Here is part 3 of a 4-part chapter excerpt from the book Java XML Programmers Reference by Mohammad Akif, Steven Brodhead, Andrei Cioroianu, James Hart, Eric Jung and Dave Writz; ISBN 1861005202; published July 2001, 750 pages.
Our series takes a look at Chapter 11: XML Tools for Information Appliances.
MinML
MinML, presumably standing for minimal XML, can be downloaded from http://www.wilson.co.uk/xml/minml.htm. It is the smallest parser reviewed in this book, and the fastest one mentioned in this chapter. It is also SAX 1.0 compliant, and consumes less memory than NanoXML.
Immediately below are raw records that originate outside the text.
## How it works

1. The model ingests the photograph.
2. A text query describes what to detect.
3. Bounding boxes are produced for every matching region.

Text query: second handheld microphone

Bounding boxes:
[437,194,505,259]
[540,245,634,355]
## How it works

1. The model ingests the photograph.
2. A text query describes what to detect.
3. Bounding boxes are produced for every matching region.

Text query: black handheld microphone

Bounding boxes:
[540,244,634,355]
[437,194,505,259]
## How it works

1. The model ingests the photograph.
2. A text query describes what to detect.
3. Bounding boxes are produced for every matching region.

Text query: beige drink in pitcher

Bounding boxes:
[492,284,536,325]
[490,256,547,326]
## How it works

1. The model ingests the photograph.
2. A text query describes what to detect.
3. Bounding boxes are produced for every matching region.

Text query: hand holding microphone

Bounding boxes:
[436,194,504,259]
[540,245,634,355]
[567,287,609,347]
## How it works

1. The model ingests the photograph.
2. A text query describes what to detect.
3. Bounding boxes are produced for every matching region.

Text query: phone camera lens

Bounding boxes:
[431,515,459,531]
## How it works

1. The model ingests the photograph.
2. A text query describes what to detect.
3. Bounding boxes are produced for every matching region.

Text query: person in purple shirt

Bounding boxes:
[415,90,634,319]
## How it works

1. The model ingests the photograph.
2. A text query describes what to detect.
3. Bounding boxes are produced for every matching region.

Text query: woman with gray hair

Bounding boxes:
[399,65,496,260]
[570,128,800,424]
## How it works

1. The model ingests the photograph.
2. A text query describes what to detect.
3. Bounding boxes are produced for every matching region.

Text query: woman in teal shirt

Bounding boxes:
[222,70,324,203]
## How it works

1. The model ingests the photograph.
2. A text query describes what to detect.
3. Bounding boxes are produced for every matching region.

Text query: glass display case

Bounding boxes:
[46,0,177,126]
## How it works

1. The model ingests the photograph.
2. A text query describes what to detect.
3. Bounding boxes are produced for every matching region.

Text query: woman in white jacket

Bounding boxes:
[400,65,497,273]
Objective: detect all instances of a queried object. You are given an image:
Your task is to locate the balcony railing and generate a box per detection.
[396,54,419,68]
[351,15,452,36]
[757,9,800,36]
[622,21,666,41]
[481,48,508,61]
However, it does not offer a pull parsing mechanism. Parsing is only available through the SAX 1.0 interface, which "pushes" events into your application code (see Push, Pull, and Object Model Parsing.)
After telling the parser to begin, the MinML calls back (or pushes) into your application code to notify you of parse events. This model forces your code to maintain state information within the callback class(es), and to evaluate that state at each event. This is less programmer-friendly than pull parsers like kXML and XPP, but it's hard to argue with MinML's raw speed. For benchmarks see
http://www.extreme.indiana.edu/~aslom/exxp/. Perhaps MinML wouldn't be as fast if we account for the state information which application code must maintain that is maintained for us automatically by pull parsers.
What's Supported, What's Not Supported
|
Feature |
Supported |
Notes |
|
Document validation |
No |
DTDs are read but ignored |
|
Well-formed XML only |
Yes |
Throws org.xml.sax.SAXException if not well-formed |
|
Mixed content |
No |
Throws org.xml.sax.SAXException |
|
Entity expansion |
No |
Throws org.xml.sax.SAXException if predefined or general entities are used in an XML document. Parameter entities in the DTD are OK. |
|
SAX |
Yes, SAX 1.0 |
|
|
DOM |
No |
|
|
Comments |
Ignored |
|
|
Processing Instructions |
Ignored |
|
|
Namespaces |
Indirectly |
Prefixes aren't distinguished from local parts <prefix:name> becomes an atomic element or attribute |
|
Document Locator |
No |
Provides document line and column information |
|
JAR size |
|
15.3KB |
As stated above, SAX 1.0 is implemented in its bare-bones state. Locales aren't supported. Warnings and errors aren't supported; all errors and warnings are reported as fatalerrors. Public and system identifiers aren't supported.
Document locators, however, are supported. Document locators allow your application to locate the line and column number that triggered the SAX callback.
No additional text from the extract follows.